6 novembre 2019
Une manifestation pour dénoncer les relations de travail chez Rio Tinto Fer et Titane
« Le climat de travail n’est pas bon »
Par: Sébastien Lacroix
Le Syndicat des ouvriers de Rio Tinto Fer et Titane a tenu une manifestation pour dénoncer les relations de travail difficiles à l'intérieur de l'usine. 
Photo Pascal Cournoyer | Les 2 Rives ©

Le Syndicat des ouvriers de Rio Tinto Fer et Titane a tenu une manifestation pour dénoncer les relations de travail difficiles à l'intérieur de l'usine.

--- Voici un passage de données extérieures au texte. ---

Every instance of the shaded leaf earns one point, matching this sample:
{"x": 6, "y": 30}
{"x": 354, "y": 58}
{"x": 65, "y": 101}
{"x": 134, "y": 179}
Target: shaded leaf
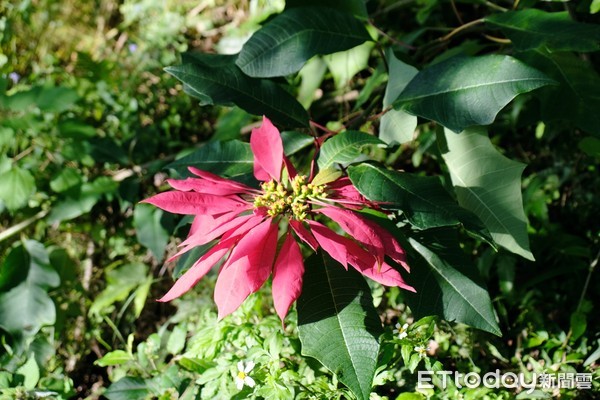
{"x": 344, "y": 65}
{"x": 356, "y": 7}
{"x": 445, "y": 287}
{"x": 25, "y": 309}
{"x": 128, "y": 388}
{"x": 576, "y": 98}
{"x": 467, "y": 91}
{"x": 16, "y": 187}
{"x": 423, "y": 200}
{"x": 338, "y": 324}
{"x": 150, "y": 225}
{"x": 283, "y": 45}
{"x": 489, "y": 185}
{"x": 344, "y": 148}
{"x": 215, "y": 79}
{"x": 536, "y": 29}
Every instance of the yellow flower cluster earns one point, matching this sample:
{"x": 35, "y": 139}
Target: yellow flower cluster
{"x": 290, "y": 198}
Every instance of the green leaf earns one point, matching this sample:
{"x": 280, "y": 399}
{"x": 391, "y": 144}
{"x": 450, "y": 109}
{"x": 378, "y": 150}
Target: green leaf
{"x": 283, "y": 45}
{"x": 467, "y": 91}
{"x": 195, "y": 364}
{"x": 576, "y": 98}
{"x": 81, "y": 202}
{"x": 230, "y": 124}
{"x": 423, "y": 200}
{"x": 176, "y": 341}
{"x": 344, "y": 65}
{"x": 338, "y": 324}
{"x": 128, "y": 388}
{"x": 25, "y": 309}
{"x": 150, "y": 228}
{"x": 31, "y": 372}
{"x": 41, "y": 273}
{"x": 536, "y": 29}
{"x": 397, "y": 125}
{"x": 344, "y": 148}
{"x": 293, "y": 141}
{"x": 120, "y": 283}
{"x": 444, "y": 280}
{"x": 14, "y": 268}
{"x": 489, "y": 185}
{"x": 16, "y": 187}
{"x": 312, "y": 75}
{"x": 56, "y": 99}
{"x": 116, "y": 357}
{"x": 66, "y": 179}
{"x": 215, "y": 79}
{"x": 230, "y": 158}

Photo Pascal Cournoyer | Les 2 Rives ©

Près de sept mois après avoir accepté leur nouvelle convention collective d’une durée de cinq ans, le Syndicat des ouvriers de Rio Tinto Fer et Titane (RTFT) a tenu une manifestation, mercredi matin, pour faire le point sur les conditions de travail de ses membres.

C’est que de nouvelles clauses qui ont été signées en avril dernier viennent tout juste d’être implantées, tandis que d’autres sont toujours en attente. Le Syndicat dénonce également que des mesures disciplinaires abusives sont imposées, tandis que les délais pour l’audition des griefs ne sont pas respectés. Des dossiers en santé et sécurité traînent aussi en longueur depuis une quinzaine d’années dans certains cas.

« On sent que ce n’est pas prioritaire pour notre employeur. On appelle aux ressources humaines et on se fait dire que le « dossier est important, il va falloir le régler », mais il n’y a pas plus de suivi, s’impatiente le président du syndicat des ouvriers de Fer et Titane (CSN), Alexandre Poirier. Tu sais quand tu parles à quelqu’un, qu’ils disent que tu as raison, qu’ils disent comme toi, mais que ça n’avance pas plus. C’est là qu’on en est. »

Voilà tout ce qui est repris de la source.